I’m not sure what the writer was thinking with that offhanded comment about the Occupy Wall Street protesters. A super-centralized, super-insulated, global governing authority that controls and regulates all financial and economic activity? Does the Vatican honestly expect such an arrangement not to work out in favor of the already super wealthy? Just what angels does the Vatican have in mind to staff such a body? Or does the Vatican, with all its theology regarding the inherently sinful nature of man, actually imagine that men can be found to direct the entire world’s finances who will not use that power to benefit the already wealthy in exchange for a little piece of that wealth? And are the Occupy Wall Street protesters also so naive?
In a recent column, economist and historian Tom Woods (who incidentally, is a Roman Catholic) argues that it is not the idolatry of the market that has led to the current economic downturn, but the idolatry of central banking and institutionalized regulatory power:
‘We were assured that the best and the brightest were running the Fed. These were people who told us the rise in housing prices was attributable to strong fundamentals. There was no housing bubble. Alan Greenspan told people to take out adjustable-rate mortgages. Ben Bernanke said in 2006 that lending standards were sound. And so on.
Whenever rising interest rates might have discouraged crazed speculation in real estate, the Fed kept the mania going by maintaining low rates. When the market was trying to send us red lights, in other words, the Fed was turning them all green.
Had we really been engaged in “idolatry of the market,” as the Vatican document suggests, we might have listened to the market. Instead, the central authorities drowned out what the market was trying to tell us.
It’s been idolatry not of the market but of central banks, institutionalized sources of moral hazard and financial instability around the world, that has yielded us the boom-bust cycle. (The aura of infallibility and the cult of personality surrounding Fed chairmen make the language of idolatry more than mere poetic license.)
The widespread misdiagnosis of the crisis now engulfing us has led to the frequent claim that lax regulation, or deregulation, must have caused it, and that better supervision of the system can prevent future crises. This is a delusion, albeit a common one.
In the United States we have 115 agencies that regulate the financial sector, and the Securities and Exchange Commission never had a bigger budget or staff than under George W. Bush. There has been a threefold (inflation-adjusted) increase in funding for financial regulation since 1980.’

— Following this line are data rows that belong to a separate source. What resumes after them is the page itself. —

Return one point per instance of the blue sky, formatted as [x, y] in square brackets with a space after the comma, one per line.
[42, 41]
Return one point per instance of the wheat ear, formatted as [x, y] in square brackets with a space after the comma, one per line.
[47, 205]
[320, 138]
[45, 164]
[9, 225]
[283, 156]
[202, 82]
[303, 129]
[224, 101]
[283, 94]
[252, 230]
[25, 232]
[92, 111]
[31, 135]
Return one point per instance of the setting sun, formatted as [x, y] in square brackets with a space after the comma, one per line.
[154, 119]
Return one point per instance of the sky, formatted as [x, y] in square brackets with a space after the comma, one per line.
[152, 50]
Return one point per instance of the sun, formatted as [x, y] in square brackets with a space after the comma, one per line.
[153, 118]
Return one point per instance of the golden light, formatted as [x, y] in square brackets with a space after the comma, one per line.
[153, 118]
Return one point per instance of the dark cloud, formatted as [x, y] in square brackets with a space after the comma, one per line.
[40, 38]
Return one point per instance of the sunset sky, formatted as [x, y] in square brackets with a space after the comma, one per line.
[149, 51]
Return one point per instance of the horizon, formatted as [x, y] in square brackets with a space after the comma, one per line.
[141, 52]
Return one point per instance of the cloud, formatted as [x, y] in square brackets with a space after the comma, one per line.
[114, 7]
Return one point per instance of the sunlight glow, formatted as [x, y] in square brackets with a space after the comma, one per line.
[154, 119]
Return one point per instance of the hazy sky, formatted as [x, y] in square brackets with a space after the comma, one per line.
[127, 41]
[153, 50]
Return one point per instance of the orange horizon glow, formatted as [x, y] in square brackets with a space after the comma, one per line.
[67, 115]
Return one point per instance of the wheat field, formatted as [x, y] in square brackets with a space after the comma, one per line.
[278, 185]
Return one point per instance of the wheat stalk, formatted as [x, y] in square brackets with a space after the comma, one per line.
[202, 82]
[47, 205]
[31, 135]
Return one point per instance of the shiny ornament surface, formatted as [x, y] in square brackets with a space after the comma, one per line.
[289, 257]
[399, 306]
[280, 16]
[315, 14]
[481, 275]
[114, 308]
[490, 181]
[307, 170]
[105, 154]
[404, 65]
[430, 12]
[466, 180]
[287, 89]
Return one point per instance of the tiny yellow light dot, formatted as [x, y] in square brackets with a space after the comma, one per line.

Woods’ disagreement with the recent Vatican document might lead non-Catholics (or maybe even some Catholics) to ask whether it’s okay for a Catholic to disagree with the Church on economic matters. Phil Lawler writes at CatholicCulture.org:
‘The Catholic Church does not claim teaching authority on matters of economics and finance. When the Pontifical Council for Justice and Peace issues a statement on the world’s financial markets, faithful Catholics are not bound to accept the economic analysis it contains.’
Meanwhile, Jeffrey Tucker writes at Crisis Magazine to explain that the Vatican has it surprisingly and encouragingly right when it comes to diagnosing the problem, and that the new document simply fails to articulate the effective solution to that problem. Fans of sound money should at least be encouraged that monetary policy is finally actually being discussed openly from protesters in the streets of New York to theologians in the Vatican. This is our opportunity to present our views. This is our opportunity to make a change.